Anthropologists are notoriously argumentative. You could publish a paper claiming that your skeleton supports the “two arms, two legs” theory, and you could probably find someone to argue against it.
Hope springs eternal in the Multiregionalist heart…
The data is pretty daminng, but one can still say “we need more data before drawing a conclusion”. To be honest, though, there are only 4 data points so far (ie, 4 Neanderthal DNA extracts examined). I suspect that in a few years time when we have, say, 25 data point from a variety of geographies, we’ll be a lot closer to a conlcusion.
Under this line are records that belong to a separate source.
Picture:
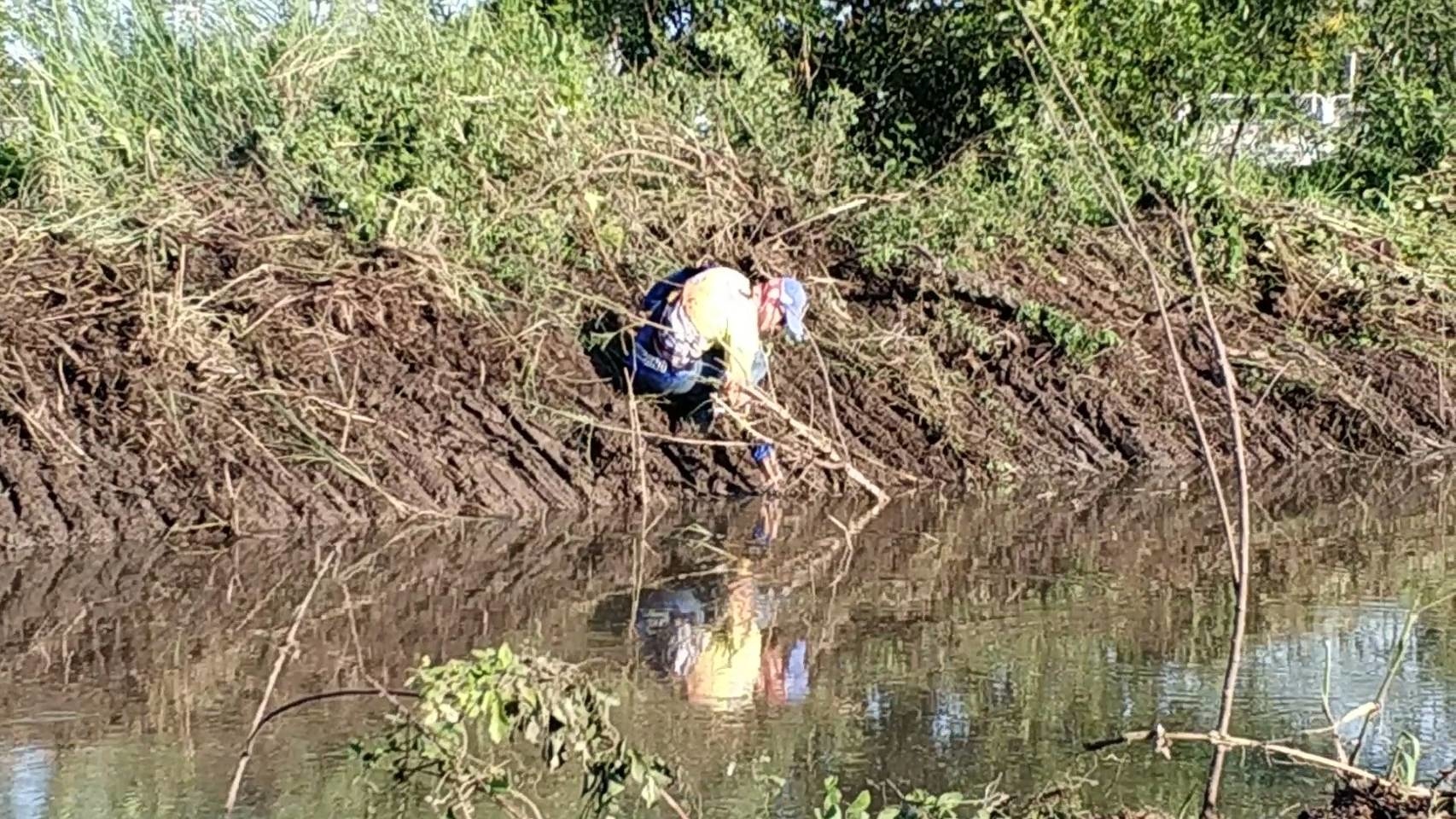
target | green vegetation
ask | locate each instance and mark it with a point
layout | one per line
(1068, 335)
(534, 163)
(503, 136)
(494, 699)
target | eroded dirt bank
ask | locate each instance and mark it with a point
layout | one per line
(268, 375)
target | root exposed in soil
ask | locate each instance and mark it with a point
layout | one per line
(259, 375)
(1377, 802)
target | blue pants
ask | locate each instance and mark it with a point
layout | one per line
(653, 375)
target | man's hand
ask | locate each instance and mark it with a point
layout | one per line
(734, 396)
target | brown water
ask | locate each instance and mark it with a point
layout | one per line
(946, 646)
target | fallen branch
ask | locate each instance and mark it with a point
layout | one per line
(1162, 741)
(818, 441)
(290, 643)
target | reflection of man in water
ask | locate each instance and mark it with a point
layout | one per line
(725, 662)
(29, 781)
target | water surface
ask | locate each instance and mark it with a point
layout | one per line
(946, 646)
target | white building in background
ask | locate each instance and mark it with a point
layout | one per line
(1301, 140)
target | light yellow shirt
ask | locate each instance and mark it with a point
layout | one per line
(719, 305)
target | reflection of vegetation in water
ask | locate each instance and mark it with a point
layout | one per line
(960, 645)
(468, 709)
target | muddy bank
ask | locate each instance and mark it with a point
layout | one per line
(175, 641)
(264, 375)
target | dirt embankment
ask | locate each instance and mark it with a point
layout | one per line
(257, 375)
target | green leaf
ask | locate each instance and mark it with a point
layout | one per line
(498, 726)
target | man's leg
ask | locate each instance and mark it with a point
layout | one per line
(763, 451)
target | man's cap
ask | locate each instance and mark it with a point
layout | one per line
(794, 300)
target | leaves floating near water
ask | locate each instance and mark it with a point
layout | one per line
(457, 738)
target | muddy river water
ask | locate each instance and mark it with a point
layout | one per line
(948, 645)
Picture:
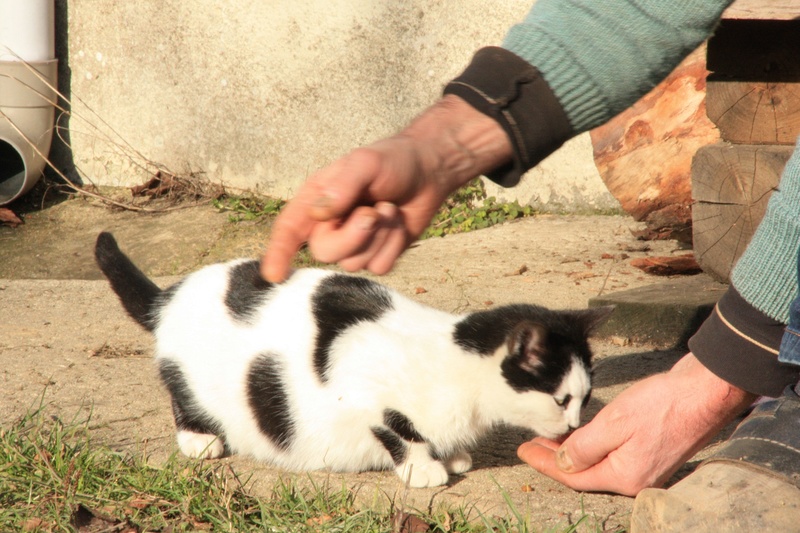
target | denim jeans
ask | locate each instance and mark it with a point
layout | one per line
(790, 345)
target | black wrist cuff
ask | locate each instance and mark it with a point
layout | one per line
(739, 343)
(507, 88)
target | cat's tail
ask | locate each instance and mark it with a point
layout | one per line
(137, 293)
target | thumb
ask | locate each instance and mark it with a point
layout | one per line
(587, 446)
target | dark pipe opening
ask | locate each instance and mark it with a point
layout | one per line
(12, 171)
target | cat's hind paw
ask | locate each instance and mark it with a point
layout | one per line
(458, 463)
(200, 445)
(424, 474)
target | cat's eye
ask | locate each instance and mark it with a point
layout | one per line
(563, 401)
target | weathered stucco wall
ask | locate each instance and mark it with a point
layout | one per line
(258, 94)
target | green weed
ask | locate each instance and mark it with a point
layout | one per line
(53, 478)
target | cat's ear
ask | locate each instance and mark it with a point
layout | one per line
(526, 344)
(593, 318)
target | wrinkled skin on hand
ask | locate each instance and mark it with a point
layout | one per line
(365, 209)
(644, 435)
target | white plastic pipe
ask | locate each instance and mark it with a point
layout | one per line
(28, 71)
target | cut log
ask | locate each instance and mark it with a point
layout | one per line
(644, 154)
(755, 112)
(731, 186)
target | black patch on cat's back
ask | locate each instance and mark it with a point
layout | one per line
(246, 289)
(485, 331)
(398, 450)
(269, 401)
(184, 406)
(340, 302)
(400, 424)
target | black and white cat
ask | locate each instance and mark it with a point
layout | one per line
(334, 371)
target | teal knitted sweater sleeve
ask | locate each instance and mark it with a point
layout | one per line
(601, 56)
(767, 273)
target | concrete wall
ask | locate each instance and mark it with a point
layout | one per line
(259, 94)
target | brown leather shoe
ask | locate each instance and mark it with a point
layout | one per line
(751, 484)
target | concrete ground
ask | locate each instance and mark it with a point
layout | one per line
(64, 336)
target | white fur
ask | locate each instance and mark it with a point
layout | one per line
(405, 361)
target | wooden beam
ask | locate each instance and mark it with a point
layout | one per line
(763, 10)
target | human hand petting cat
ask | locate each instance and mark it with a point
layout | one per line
(365, 209)
(644, 435)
Also, there are some anomollies in the mtDNA used to support the Out of Africa hypothesis. I don’t recall the details, but there have been some oddly “old” markers found in some living people that leave the door open for possible hybridization. But even if there was some limited modern/Neanderthal hybridization, that would not be the same as saying that Neanderthals evolved, wholesale, into modern Europeans.
Paint with a broad brush much? Would you mind providing some evidence that anthropologist (or archaeologists) are any more argumentative than any other science field?
Smeg is absolutely correct, as anyone who follows anthropoligy knows. Smeg never said they were more argmentative than other scientists, just that they were notoriously so.
Oh, they’re not at all. In fact, I was going to add that all scientists are the same way, but I thought I was straying a bit. Anthropology fights are just usually a bit more public, since they tend to end up in the news more often than, say, geology fights.